Traffic analysis system aggregates captured flows into a new kind of flows called classified flows. Aggregation is performed by translating the values identifying a flow (source/destination IP addresses, transport protocol and ports) into more general values (origins, destinations and applications respectively). Origins are considered as the institutions of the monitored network and destinations are the external networks which Anella Científica is connected to (see previous Figure).This process is very simple and can be easily done in real-time without loosing valuable data about network usage. It also allows reduction of data volume and permanent storage, since flow identification key is reduced. Moreover, the traffic that cannot be classified, because its address does not correspond to any institution or its ports are unknown, is classified more detailed in order to detect anomalies. The analysis results for each institution can be viewed online using the result visualization system. This system is based on a dynamical web interface, developed in PHP. The graphs are generated on-demand by external graphic generation tools, such as RRDTool.

With SMARTxAC visualization system is possible to access in real-time via web (graphs are updated every 5 min) to the following graphs for each institution and access point to the Anella Científica, classified in daily, weekly and monthly periods (in bits/sec and packets/sec units):

Application timeseries plot
Institution/access point breakdown
Destination network breakdown
Application breakdown
Protocol breakdown
Destination per applications breakdown
Destination per institution/access point breakdown
Unknown ports log
Unknown IP addresses log
Unknown protocols log
Top-N ports and applications
Top-N IP addresses
Top-N protocols

SMARTxAC measurement platform is also being used to obtain:

Packet size distribution
Packet inter-arrival distribution
Self-similarity estimation (Hurst parameter)

Currently, SMARTxAC is reporting detailed information about the Anella Científica usage, which is useful for the network managers to detect irregular (non-academic) usage or network attacks once they occur. Ongoing work is focused on develop an automatic anomaly detection module for SMARTxAC. Such a new module will be based on checking the traffic patterns of the institutions connected to the network and on detecting unexpected changes, which will be assumed to be produced by anomalies in network usage.
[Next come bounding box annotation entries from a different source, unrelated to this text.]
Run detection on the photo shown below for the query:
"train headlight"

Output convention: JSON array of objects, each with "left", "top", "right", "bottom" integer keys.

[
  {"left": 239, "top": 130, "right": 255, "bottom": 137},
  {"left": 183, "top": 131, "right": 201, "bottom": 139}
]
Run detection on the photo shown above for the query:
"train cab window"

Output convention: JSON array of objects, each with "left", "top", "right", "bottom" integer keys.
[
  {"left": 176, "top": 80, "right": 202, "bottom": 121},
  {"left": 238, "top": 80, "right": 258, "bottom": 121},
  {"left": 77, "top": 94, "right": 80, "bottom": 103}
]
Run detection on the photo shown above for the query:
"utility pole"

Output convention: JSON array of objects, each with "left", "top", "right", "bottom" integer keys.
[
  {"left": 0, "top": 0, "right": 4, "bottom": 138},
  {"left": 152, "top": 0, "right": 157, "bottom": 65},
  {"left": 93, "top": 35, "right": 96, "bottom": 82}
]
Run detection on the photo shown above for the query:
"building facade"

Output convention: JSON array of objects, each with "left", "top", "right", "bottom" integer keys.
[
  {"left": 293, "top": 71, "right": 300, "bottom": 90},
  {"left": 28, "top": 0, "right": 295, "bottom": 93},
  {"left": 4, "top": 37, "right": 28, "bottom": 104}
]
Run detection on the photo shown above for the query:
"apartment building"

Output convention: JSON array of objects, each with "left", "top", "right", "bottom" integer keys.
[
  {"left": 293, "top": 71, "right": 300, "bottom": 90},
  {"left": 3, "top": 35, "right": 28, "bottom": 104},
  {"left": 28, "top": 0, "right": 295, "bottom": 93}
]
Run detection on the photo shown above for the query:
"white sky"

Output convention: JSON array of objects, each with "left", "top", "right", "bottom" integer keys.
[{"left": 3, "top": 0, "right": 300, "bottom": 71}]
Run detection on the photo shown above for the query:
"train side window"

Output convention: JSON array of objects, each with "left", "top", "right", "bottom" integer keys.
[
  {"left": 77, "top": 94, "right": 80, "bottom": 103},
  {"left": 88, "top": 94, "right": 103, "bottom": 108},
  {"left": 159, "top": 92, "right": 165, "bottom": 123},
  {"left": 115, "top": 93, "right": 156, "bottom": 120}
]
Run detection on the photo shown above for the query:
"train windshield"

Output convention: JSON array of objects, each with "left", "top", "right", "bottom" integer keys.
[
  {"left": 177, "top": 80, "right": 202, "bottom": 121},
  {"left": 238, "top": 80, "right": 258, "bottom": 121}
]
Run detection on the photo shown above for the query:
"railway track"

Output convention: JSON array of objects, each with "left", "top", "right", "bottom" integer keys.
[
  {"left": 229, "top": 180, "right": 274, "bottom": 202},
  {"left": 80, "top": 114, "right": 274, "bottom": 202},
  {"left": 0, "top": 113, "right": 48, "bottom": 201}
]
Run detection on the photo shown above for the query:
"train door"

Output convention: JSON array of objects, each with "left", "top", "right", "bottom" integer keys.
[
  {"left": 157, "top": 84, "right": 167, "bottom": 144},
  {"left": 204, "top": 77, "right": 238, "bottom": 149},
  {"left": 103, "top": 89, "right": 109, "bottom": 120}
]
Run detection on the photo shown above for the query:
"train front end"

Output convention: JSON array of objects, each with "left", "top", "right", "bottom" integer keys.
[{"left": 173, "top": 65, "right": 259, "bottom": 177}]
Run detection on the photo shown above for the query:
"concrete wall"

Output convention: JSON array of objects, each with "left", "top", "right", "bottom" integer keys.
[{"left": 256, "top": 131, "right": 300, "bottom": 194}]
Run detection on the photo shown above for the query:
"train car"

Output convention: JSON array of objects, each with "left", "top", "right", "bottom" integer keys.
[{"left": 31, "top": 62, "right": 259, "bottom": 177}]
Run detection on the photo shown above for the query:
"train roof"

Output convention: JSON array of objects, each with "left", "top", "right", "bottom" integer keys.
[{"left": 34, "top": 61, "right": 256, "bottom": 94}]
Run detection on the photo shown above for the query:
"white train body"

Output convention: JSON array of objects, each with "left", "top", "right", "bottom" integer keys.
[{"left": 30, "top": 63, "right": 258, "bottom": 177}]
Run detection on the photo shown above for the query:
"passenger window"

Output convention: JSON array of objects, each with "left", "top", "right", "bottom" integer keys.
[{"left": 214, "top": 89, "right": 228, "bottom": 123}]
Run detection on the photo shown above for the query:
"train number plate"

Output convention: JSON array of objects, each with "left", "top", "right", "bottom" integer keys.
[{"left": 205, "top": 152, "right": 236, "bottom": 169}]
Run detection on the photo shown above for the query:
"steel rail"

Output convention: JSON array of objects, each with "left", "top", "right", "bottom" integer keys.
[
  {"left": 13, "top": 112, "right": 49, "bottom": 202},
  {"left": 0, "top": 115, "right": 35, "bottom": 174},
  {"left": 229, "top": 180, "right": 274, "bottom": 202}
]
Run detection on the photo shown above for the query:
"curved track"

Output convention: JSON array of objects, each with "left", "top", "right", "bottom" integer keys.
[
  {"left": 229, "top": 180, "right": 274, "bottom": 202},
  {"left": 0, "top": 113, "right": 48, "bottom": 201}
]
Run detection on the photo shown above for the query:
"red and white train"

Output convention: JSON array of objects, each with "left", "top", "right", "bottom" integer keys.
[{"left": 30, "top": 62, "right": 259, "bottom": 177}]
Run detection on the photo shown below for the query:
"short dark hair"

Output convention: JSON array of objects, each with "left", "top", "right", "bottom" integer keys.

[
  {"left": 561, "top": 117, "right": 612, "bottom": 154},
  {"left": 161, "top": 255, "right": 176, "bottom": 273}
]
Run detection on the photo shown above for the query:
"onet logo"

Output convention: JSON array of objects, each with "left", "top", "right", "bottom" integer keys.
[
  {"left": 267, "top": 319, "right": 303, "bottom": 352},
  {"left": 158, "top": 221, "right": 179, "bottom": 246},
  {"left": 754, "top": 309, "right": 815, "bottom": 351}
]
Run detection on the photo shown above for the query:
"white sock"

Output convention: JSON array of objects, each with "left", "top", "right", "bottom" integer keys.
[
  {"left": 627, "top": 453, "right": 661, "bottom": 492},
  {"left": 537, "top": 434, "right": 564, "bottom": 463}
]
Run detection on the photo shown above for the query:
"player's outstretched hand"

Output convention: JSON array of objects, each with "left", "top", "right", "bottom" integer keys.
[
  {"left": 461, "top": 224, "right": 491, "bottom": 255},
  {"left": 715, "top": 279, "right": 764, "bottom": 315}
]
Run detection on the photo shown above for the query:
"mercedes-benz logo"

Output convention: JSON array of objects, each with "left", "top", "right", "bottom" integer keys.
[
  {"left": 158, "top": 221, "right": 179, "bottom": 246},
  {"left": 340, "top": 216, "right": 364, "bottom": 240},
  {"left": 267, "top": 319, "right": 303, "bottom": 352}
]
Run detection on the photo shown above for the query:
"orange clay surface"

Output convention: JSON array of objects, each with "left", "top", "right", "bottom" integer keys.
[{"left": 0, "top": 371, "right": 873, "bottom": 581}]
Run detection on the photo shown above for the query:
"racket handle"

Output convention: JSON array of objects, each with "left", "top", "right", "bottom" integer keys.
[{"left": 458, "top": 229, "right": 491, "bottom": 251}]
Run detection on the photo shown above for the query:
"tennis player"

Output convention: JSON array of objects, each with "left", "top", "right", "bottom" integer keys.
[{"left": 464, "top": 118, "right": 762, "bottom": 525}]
Once a traffic profile change (anomaly) will be detected, the system will send an alarm to the network manager and will store some additional data concerning the anomaly. Off-line analysis of stored data will be used in order to detect anomaly causes.

The following graphs were generated by SMARTxAC running on the Anella Científica's GigE monitor on April 2004 (positive and negative values indicate incoming and outgoing traffic respectively):

Note: Graphs concerning institutions, access points, networks, etc. are not included here in order to preserve institution confidientally.

Application timeseries (weekly, bits/sec)

Application timeseries (daily, bits/sec)

Application breakdown (daily, bytes)

Destination per Application breakdown (daily, incoming bytes)

Destination breakdown (daily, incoming bytes)

It is worth noting that traffic is classified according to the packet headers (source and destination addresses, protocol and ports). Packet payloads are not captured in order to preserve user confidentiality. Thus, traffic classified as "unknown" is that from applications using unknown ports (ports that do not correspond to any known application). As a consequence, for "unknown" traffic is not possible to establish which application generated that traffic. In most cases, this traffic is generated by P2P applications, FTP transfers in passive mode, tunneling, etc.

Typically, tricky users run P2P applications using unknown ports or ports corresponding to another applications in order to cover up their actions and to cross firewalls. In the same way, traffic classified as known could be generated by a P2P application using ports belonging to another well-known application. On the other hand, often, the identification of specific applications is difficult as tunneling (e.g. HTTP tunneling) is commonly used in the presence of firewalls and usage restrictions. This might also have impact on the performance of classifiers trying to separate different applications/application types.